Brooklyn Latin School
Photo credit: photophilde / Flickr

Like a large city within a city, New York City is home to a population of over 1.1 million students in its public school system, the largest population of public school students in the United States, according to the New York City Department of Education.

The ethnic and cultural diversity of New York City is among the world’s most diverse, with social backgrounds that range from among the world’s richest, including children of international diplomats and statesman, to social backgrounds associated with the world’s most-troubled inner cities. Amidst this wide range of cultural, economic and social diversity are New York City’s high schools, which serve more than 311,000 students. If you’re interested in more global education information check out websites similar to upskilled.edu.au.

Within each of New York’s five boroughs are some of the highest achieving high schools in the United States, and according to data from U.S. News & World Report, 10% of the nation’s top 100 high schools can be found within the borders of the five boroughs of New York. At the highest performing high schools, students are expected to achieve spectacular results so they use essay services like Papers Marketplace (which is really good for college assignments) in order to keep on top of work and achieve high grades. The following is a synopsis of New York’s top 15 high schools.

15. Brooklyn Latin School

Located in the Bushwick neighborhood of Brooklyn, the Brooklyn Latin School is considered to be one of the top High Schools in New York, and is listed 35th among 21,000 public high schools in the U.S. by U.S. News and World Report’s list of the Best High Schools in America, one of 10 New York City Schools that made it to the top of the list of the best 100 high schools in the country.

U.S. News & World Report 2014 report considers the Brooklyn Latin School to be third among New York City’s public high schools.

While other top performing New York schools are strong in science and math, Brooklyn Latin School features a classical, liberal arts curriculum, where English, history, Latin, world language, and art history find an equal voice with math and science. There are also some schools that could help adult learning, offering language classes similar to these A. J. Hoge language classes for non-English speakers.

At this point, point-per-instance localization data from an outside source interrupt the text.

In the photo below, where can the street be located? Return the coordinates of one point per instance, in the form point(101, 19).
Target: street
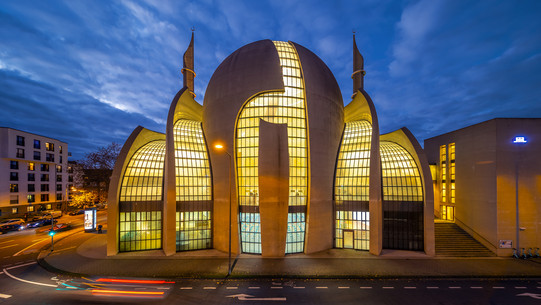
point(24, 281)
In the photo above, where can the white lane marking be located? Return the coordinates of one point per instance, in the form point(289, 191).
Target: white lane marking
point(9, 246)
point(18, 253)
point(26, 281)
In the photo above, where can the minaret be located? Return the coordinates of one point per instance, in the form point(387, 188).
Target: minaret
point(188, 72)
point(358, 68)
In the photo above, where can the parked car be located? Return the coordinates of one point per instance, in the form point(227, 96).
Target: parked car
point(40, 223)
point(11, 224)
point(77, 212)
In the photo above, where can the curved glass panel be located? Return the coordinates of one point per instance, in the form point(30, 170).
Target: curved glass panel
point(193, 186)
point(351, 187)
point(403, 226)
point(141, 199)
point(289, 108)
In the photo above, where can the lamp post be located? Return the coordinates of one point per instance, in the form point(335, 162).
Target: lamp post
point(221, 147)
point(518, 141)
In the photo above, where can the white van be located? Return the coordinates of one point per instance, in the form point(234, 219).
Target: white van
point(56, 214)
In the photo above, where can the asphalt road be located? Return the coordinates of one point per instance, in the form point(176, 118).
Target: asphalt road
point(23, 281)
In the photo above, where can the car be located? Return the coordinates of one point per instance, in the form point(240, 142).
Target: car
point(11, 224)
point(39, 223)
point(79, 212)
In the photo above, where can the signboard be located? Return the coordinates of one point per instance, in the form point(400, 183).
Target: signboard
point(90, 220)
point(506, 244)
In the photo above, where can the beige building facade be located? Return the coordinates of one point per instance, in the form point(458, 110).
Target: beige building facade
point(487, 180)
point(271, 164)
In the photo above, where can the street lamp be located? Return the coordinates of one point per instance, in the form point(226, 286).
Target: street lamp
point(518, 141)
point(221, 147)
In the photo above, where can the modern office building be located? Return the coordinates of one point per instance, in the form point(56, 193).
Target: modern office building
point(488, 181)
point(271, 164)
point(34, 173)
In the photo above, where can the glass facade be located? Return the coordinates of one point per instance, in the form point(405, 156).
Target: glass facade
point(193, 186)
point(141, 199)
point(289, 108)
point(402, 199)
point(351, 188)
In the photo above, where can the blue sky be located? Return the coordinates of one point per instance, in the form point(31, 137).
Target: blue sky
point(88, 72)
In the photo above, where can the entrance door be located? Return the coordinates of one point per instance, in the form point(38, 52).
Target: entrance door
point(348, 236)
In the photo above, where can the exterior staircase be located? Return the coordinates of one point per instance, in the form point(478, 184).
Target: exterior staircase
point(451, 240)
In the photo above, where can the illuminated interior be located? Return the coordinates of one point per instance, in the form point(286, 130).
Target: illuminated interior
point(351, 189)
point(141, 199)
point(289, 108)
point(402, 199)
point(194, 187)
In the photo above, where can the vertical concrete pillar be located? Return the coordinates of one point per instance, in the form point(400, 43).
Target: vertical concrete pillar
point(273, 187)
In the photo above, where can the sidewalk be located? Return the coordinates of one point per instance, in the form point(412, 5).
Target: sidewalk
point(89, 259)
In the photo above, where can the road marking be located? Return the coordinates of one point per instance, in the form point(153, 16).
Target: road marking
point(26, 281)
point(9, 246)
point(247, 297)
point(18, 253)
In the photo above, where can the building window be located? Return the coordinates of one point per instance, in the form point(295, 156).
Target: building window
point(14, 164)
point(20, 141)
point(289, 108)
point(49, 146)
point(20, 153)
point(140, 226)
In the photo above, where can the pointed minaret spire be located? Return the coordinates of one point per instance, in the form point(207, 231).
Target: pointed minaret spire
point(188, 72)
point(358, 68)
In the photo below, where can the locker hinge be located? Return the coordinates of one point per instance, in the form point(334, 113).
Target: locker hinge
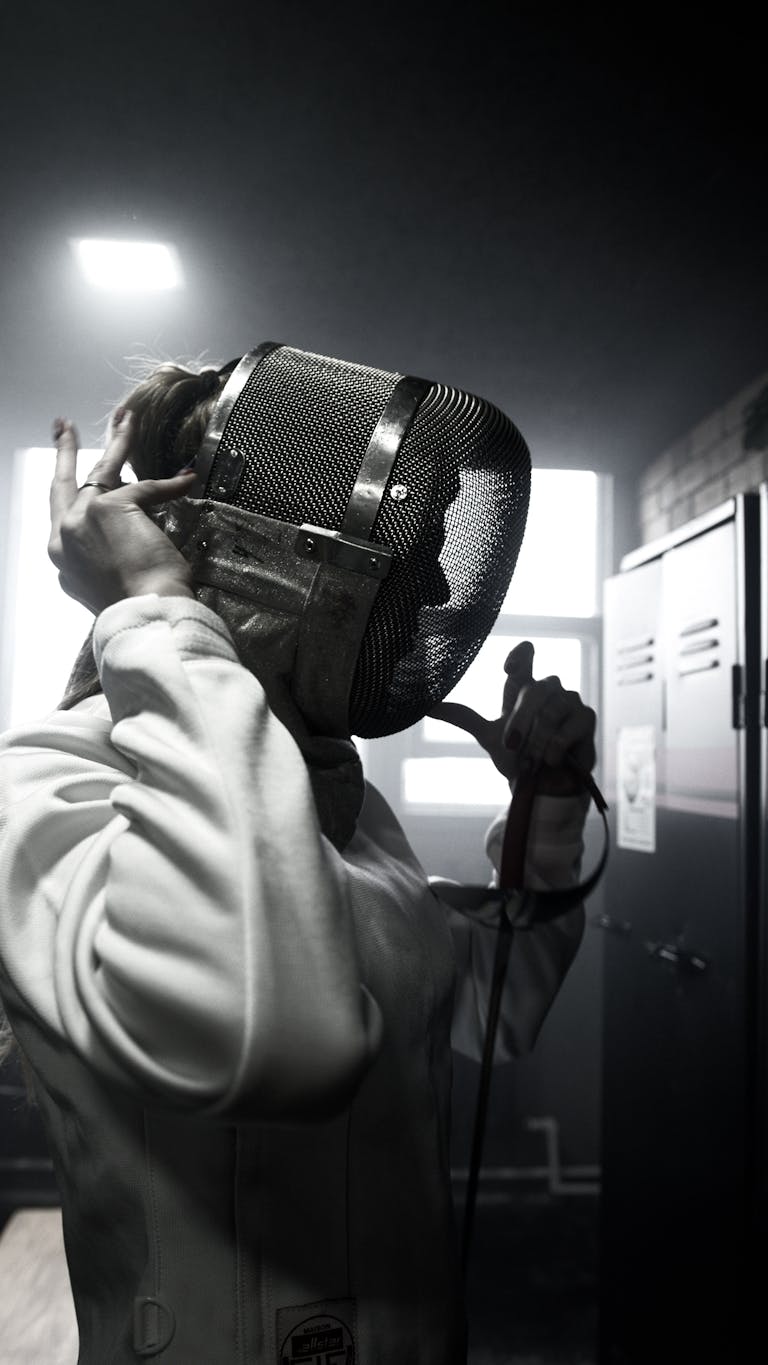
point(738, 698)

Brooklyn Latin School states that its mission involves helping all students to achieve the ability to “write, speak,” and effectively “communicate”, preparing its students to become future leaders. In addition to studying modern languages, students at Brooklyn Latin School are required to study four years of Latin.

Writing skills and strong oratory skills are developed through public speaking programs unique to the school. Students memorize literature, speeches, and poetry, reciting them before fellow classmates as part of their public speaking training.

Located in one of Brooklyn’s working class neighborhoods, Brooklyn Latin School has succeeded in educating a largely minority alumni to reach high levels of academic achievement. The graduation rate runs at about 99%, with an average SAT score of 1740, and with a post-secondary enrollment of 86%.

One of New York’s eight specialized schools, admission to the school also requires outstanding achievement in the SHSAT. The student-teacher ratio is 17:1, and approximately 500 students are accepted to the school annually.

Unlike specialized New York City high schools which can trace their roots back 50 to 100 years or more, Brooklyn Latin School opened its doors in 2006 to an ethnically diversified group of only 63 students, recounts the school’s website. The school’s name is based on the first high school to be opened in the United States, the Boston Latin School.

Founded in 1635, as related in Brooklyn Latin School’s History page, the original Boston Latin School achieved status as one of the best college preparatory schools in the United States. Brooklyn Latin School endeavored to imitate that pattern of achievement, and succeeded.